Knowledge exchange favors the design of IDH’s strategy in Colombia
Learning from practice and being able to design better action strategies. This is what motivated an exchange between IDH Brazil and Colombia teams, held in November.
IDH teams during visit to the municipalities in Colombia for action planning
Carolina Tenório, Senior Program Manager at IDH Colombia and Francisco León, IDH Colombia Program Officer, were in Brazil to fulfill an agenda that included meetings and field visits.
In Cuiabá-MT, they learned, in detail, the work carried out by the State Secretariat of the Environment (Sema-MT), which involves the processes of combating illegal deforestation and environmental regularization (through the Rural Environmental Register), including the new deforestation monitoring system in real time. Still in Cuiabá, the Colombian team gathered with the PCI Institute’s executive director, Fernando Sampaio, to collect information to be used in the design of a multi-stakeholder territorial approach strategy in progress in that country.
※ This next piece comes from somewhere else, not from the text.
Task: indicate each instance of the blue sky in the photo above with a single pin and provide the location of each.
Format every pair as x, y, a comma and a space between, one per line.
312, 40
After that, they started a road trip accompanied by IDH’s team in Cuiabá, and visited the town of Sorriso, where they could check how the PCI landing in the field happens – in practice. In addition to meetings with members of the local PCI Compact, León and Tenório visited some productive properties to gather as much information as possible.
“For us it was a very precious moment, as we are starting similar work in Colombia. Undoubtedly, information on how the Compacts are being developed in Mato Grosso will help us design our strategy in Colombia, based on the lessons learned and the challenges overcome,” Carolina Tenório explained.
The proposal for action in Colombia was presented in October, at an event attended by the Deputy Minister of Agricultural Affairs, Colombian Ministry of Agriculture and Rural Development, Marcela Urueña, by IDH Brazil and Latin America Director Daniela Mariuzzo, and by several partners of AgroColombia Productiva y Sostenible, a public-private alliance supported by the National Government with the mission to identify, align and expand sustainable practices to foster agricultural development.
Our proposal is to work with a view to territorial development, increasing productivity while ensuring the agricultural sustainability of the Departments of Cesar, Magdalena and Huila.
To assist in the design of this territorial approach strategy, Guilherme Justo, IDH Brazil Program Manager, has also been to Colombia. The purpose of his visit between November and early December was visiting the locations to define the municipalities where the activities will be developed, in a similar model to that of Mato Grosso: Municipal compacts in the PPI (Production, Preservation and Inclusion) approach.
In Magdalena, the organization of the agenda was supported by the Swiss Embassy and the IDH team was accompanied by the National Federation of Palm Oil Producers (Fedepalma), as the product will initially be the flagship of the Production line, that may add other crops in the future.
In Cesar, five municipalities that are part of the mining axis were visited, with the strongest presence of coal mines. With the changes in public policies to replace coal as an energy matrix, this activity tends to decline. Then, it will be necessary to prepare these municipalities by offering alternatives that avoid a situation of economic chaos. In this department/state, this means working with coffee, cocoa and banana – among others crops that may arise. Now in Huila, the aptitude is for the work with cocoa.
“What was clear to us during these visits is that water use is a key topic that unites everyone in a common goal. So we also need to think about means to improve the management and access to this natural resource in all territories”, Justo added.
As part of the travel agenda scheduled, Justo was also welcomed by some newly elected mayors, who will take office in January 2020, to present the proposed action.
The next steps to be taken will be to hold meetings with key actors and teams from the city halls to make a more precise design of the activities to be developed.